But which of these pets is best for a beginner? Because they can grow to 6 feet in length, iguanas are not suitable for any but the most dedicated of pet lovers. Here are a few relatively low-maintenance reptiles for the first-time owner:
-- Bearded dragon. Their tough looks are appealing, but this lizard's attitude is anything but nasty. Although babies can be flighty, adult beardies, when calmly and gently handled, are gentle pets who can live for 12 to 15 years.
-- Leopard gecko. A popular ad campaign for an insurance company has drawn attention to these nocturnal lizards. Fortunately, they're good pets and tolerate gentle handling well. They're smaller than the bearded dragons, about 6 inches long, and they can live for a decade or so.

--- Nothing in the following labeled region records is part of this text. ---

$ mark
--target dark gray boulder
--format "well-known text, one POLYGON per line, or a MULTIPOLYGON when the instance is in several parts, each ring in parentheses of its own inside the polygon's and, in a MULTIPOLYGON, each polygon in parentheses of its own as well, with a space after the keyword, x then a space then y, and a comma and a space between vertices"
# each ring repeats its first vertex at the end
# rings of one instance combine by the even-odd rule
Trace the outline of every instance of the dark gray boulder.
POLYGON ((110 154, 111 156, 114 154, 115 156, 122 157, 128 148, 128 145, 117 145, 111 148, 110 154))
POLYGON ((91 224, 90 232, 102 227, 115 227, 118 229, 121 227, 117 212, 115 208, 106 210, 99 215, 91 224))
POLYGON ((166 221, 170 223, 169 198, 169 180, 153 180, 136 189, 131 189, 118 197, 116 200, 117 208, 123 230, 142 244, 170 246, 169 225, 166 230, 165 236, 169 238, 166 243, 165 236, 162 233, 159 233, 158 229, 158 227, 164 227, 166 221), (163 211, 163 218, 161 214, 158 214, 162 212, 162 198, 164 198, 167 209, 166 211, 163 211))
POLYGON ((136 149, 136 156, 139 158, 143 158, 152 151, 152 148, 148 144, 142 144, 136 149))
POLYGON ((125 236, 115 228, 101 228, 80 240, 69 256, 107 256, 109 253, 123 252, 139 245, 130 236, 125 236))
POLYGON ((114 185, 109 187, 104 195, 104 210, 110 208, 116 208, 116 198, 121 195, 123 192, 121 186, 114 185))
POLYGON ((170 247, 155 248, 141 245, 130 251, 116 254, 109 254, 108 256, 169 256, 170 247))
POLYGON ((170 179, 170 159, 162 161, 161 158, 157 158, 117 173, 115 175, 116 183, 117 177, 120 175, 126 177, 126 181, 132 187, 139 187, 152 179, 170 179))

-- Corn snake. Captive breeding has produced wonderful colors and color variations, but all corn snakes tend to be calm pets that rarely try to bite, require minimal care and can live for 20 years.
-- Ball python. Want something more exotic? Ball pythons mature at about 4 feet in length and love to hang around your neck. Fortunately, they're easily unwound: Start at the tail and gently unwind.
Deal with a reputable source for reptiles, and buy a captive-bred pet only. And be sure you've done your research into housing, care and feeding. -- Gina Spadafori
BY THE NUMBERS
Spending on cats
How much do we spend on our cats? The average annual costs in 2007-2008, according to a survey of cat owners:
Surgical Vet Visits $363
Kennel Boarding $149
Routine Vet $175
Groomer/Grooming Aids $18
Source: American Pet Products Association
Keep pet bowls cleaned daily
No matter how thoroughly your pet licks clean the food dish, it's not clean enough to use again without washing. That goes for water dishes, too, some of which always seem to have the beginnings of algae colonies forming on the sides and the bottom. Who'd want to drink from that?
Pick up your pet's food dish after every meal, scrub and wash in hot water and soap. The water dish should get the same treatment, on a daily basis. You may find it easier with the water dishes to have extras, so your pet will have access to one clean bowl while the other's being washed.
Stainless steel or heavy plastic "crock-style" dishes are best for frequent cleaning. They last through generations of pets and stand up well to the abuse a pet can dish out. And they can even be run through the hottest cycle of the dishwasher. -- Gina Spadafori
Pet Connection is produced by a team of team of pet-care experts headed by "Good Morning America" veterinarian Dr. Marty Becker and award-winning journalist Gina Spadafori. The two are also the authors of several best-selling pet-care books. Contact Pet Connection in care of this newspaper, by sending e-mail to firstname.lastname@example.org or by visiting PetConnection.com.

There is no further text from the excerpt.